She felt helpless as she watched friends and family members struggle with terminal illness. Lindsey Jarrett decided then that if she could, she would help someone in need so she donated a kidney. This is the story of the life of a giver.
By IU Health Senior Journalist, T.J. Banes, firstname.lastname@example.org
She refers to her decision as “walking a winding road.” Three years ago, Lindsey Jarrett’s middle school teacher was battling cancer. Over the years, the teacher had become a close friend. As the cancer spread throughout her friend’s body Jarrett stood by helplessly knowing there was nothing she could do. Her friend needed a transplant but was rejected due to the invasive cancer.
“When she passed, I told myself ‘if the opportunity ever presents itself, no matter what, I will donate for the sake of saving someone’s life,’” said Jarrett. She made good on that promise when she learned on social media that the father of a friend of a friend needed a kidney transplant.
That “father of a friend of a friend” was Poopalasingham “Pete” Poovendran. He was also a husband, to Rekha, who immigrated to the United States from Sri Lanka more than 40 years ago. He spent most of his life working as an anesthesiologist. At the age of 73, he was settled in Mishawaka, Ind. where he enjoys gardening, golfing, reading, and flying his Piper Archer around the country.
In 1991, Poovendran was diagnosed with IgA nephropathy, also known as Berger’s disease. Overtime, his kidneys began to shut down. He needed a transplant.
Poovendran’s, daughter, Dilkushi Poovendran, 36, and a son, Gayan Poovendran, 39, posted on Facebook their father’s need for a new kidney. A mutual friend shared the post with Jarrett, 39.
A resident of Kansas City, Mo.

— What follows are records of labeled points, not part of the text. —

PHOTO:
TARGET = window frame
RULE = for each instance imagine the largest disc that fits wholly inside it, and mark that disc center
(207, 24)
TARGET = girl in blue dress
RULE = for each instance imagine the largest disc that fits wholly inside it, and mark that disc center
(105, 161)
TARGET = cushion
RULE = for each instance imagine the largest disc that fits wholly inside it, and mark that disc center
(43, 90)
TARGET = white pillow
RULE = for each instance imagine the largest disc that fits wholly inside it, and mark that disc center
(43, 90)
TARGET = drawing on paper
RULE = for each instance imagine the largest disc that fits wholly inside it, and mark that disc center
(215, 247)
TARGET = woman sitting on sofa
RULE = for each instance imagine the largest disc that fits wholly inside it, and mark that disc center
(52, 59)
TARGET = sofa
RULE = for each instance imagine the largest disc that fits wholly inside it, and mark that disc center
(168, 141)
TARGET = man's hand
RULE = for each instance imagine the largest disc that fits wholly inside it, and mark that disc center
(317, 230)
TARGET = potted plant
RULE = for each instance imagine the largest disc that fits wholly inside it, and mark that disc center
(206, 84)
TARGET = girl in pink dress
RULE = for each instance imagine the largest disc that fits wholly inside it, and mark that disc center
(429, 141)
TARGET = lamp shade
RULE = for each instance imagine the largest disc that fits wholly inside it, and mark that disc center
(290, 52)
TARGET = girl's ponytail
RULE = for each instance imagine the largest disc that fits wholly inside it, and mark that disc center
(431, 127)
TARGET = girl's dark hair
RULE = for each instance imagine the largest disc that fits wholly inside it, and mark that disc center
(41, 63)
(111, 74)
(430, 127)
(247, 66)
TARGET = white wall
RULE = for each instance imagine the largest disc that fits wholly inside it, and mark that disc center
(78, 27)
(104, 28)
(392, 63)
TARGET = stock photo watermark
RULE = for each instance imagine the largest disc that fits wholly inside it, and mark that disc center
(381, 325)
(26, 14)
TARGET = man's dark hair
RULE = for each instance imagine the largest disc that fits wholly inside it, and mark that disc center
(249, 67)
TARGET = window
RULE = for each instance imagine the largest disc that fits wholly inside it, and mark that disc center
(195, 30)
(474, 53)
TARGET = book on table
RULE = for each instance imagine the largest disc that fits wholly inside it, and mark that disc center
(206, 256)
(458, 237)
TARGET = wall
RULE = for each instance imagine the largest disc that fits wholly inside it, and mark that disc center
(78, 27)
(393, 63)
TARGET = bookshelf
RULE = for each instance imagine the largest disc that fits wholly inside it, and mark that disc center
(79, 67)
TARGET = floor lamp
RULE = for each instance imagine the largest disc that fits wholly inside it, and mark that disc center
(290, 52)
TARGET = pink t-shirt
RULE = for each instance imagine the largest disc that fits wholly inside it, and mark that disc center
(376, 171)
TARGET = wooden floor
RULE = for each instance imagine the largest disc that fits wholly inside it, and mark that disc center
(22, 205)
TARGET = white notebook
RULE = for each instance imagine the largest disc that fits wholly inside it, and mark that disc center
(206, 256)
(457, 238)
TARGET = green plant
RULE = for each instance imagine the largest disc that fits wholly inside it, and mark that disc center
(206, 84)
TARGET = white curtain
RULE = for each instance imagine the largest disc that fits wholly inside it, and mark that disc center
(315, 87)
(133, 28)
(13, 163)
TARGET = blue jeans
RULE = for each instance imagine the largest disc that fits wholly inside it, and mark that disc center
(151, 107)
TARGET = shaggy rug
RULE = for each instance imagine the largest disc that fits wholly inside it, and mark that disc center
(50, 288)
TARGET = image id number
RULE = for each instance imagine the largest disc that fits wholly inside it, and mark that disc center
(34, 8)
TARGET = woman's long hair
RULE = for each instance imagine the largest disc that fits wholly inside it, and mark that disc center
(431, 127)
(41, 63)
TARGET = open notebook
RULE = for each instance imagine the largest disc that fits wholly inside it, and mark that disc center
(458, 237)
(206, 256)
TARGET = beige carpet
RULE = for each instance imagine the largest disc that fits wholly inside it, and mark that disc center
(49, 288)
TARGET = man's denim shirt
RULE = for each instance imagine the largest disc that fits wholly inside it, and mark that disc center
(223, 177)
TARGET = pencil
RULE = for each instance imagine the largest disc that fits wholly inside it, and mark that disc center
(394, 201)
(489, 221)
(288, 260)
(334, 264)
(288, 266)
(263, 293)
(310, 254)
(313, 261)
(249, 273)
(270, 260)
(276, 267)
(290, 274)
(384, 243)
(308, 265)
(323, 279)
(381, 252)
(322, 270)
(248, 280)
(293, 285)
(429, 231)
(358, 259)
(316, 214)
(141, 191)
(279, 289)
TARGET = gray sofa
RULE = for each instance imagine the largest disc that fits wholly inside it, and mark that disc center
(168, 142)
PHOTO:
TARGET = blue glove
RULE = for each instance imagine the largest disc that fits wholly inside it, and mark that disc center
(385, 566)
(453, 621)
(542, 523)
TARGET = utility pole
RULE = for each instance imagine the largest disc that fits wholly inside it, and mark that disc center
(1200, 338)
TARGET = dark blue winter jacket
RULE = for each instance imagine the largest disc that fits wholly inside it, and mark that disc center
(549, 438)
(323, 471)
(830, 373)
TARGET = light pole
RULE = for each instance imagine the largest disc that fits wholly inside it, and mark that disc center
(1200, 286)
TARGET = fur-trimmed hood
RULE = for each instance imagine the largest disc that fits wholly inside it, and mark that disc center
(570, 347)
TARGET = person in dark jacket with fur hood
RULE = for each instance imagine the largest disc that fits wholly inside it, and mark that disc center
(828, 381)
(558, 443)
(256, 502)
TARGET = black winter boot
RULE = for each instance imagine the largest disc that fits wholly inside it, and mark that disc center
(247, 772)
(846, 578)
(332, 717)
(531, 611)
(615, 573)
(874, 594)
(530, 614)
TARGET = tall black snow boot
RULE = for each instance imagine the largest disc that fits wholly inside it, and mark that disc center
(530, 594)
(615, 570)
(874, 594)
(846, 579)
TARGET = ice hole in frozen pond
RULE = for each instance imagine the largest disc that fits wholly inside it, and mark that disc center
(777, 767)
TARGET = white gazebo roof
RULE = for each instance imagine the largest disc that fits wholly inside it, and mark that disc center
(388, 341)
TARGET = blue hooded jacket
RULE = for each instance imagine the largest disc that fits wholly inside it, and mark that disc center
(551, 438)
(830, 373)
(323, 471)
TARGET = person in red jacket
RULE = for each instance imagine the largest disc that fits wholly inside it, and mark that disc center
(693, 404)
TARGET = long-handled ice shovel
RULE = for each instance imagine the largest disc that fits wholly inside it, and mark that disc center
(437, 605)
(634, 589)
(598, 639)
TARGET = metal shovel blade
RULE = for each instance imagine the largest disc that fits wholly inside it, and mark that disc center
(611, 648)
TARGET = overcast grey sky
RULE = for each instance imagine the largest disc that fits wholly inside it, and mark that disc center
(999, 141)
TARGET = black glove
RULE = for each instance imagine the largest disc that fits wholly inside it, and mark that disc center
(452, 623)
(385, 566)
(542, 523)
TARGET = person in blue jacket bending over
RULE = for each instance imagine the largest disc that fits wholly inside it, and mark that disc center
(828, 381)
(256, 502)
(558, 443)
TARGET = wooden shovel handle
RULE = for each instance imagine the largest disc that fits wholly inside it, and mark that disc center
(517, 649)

Jarrett and Poovendran were separated by nearly 600 miles but in time they would be joined by a single kidney.
Poovendran was in the care of IU Health nephrologist Dr. Bruce A. Molitoris. Jarrett had never been to IU Health until late 2020 when she made her decision to begin testing as a donor.
Married to her husband, Nick, since 2013, Jarrett is the mother to a 7-year-old daughter. She is also an altruistic giver.
“I spent a lot of time talking about it with my husband and parents, but it just felt right,” said Jarrett. As she talks about her decision, she modestly reveals something about that walk along the “winding road” that started in her childhood.
“I was raised with a philanthropic altruistic philosophy – the spirit of giving is in lots of aspects of my life,” said Jarrett. She was reluctant to give specifics, maintaining humility, but with urging, she described her personal and professional journey. In 2013 she and her husband, a professional musician, traveled to Uganda and founded “Music Across Borders.” The non-profit charity’s mission is providing sustainable music education to people around the world. One of their first projects was “Strings for Uganda” providing music education to children living in an orphanage in Kajjansi, Uganda.
In her youth, Jarrett volunteered at Kansas City-based “Operation Breakthrough.” The program provides a safe educational environment for children in need. The program provides weekday care for 700 children – ages 6 to 14. More than 80 percent of those children are from families living below federal poverty guidelines.
Later in life, after obtaining her master’s degree, Jarrett returned as a staff member of “Operation Breakthrough.”
“It’s important for me to be in the community doing work. I’m a boots-on-the-ground person,” said Jarrett, who has professional training working in the disability community. She went on to receive her doctorate in therapeutic science. She now works as a principal investigator, a social scientist dedicated to clinical research, for the Center for Practical Bioethics. The non-profit is dedicated to raising and responding to ethical questions in healthcare.
From a young age, Jarrett said her heart has been pulled toward helping others.
“My parents raised us in church environment and around volunteer work. My mom was part of a volunteer organization and when I was a kid I remember her dragging me to these things. It really opened my eyes to people living outside my bubble. Growing up in a very giving family made me who I am today,” said Jarrett.
And on Nov. 19, 2021 that “giving heart” was extended to a stranger. Jarrett became an altruistic kidney donor. In the care of Dr. William Goggins, that man who was a stranger received Jarrett’s kidney – the gift of life.
Typically, donors and recipients do not meet immediately after transplant. But Jarrett’s parents were with her in the hospital and fate played out. Jarrett’s mom and dad shared a waiting room with Poovendran’s wife and daughter. Through contact with Poovendran’s son, they learned the donor and recipient were just doors away from each other on the same floor at IU Health University Hospital’s transplant unit.
“They asked if I could come to his room and we just went with it,” said Jarrett. When his eyes met his donor, Poovendran began to cry as he thanked her.
“I said ‘I’m really happy I could give this to you and you could have more time with people you love,’” said Jarrett. “I just wanted to make someone’s life better.”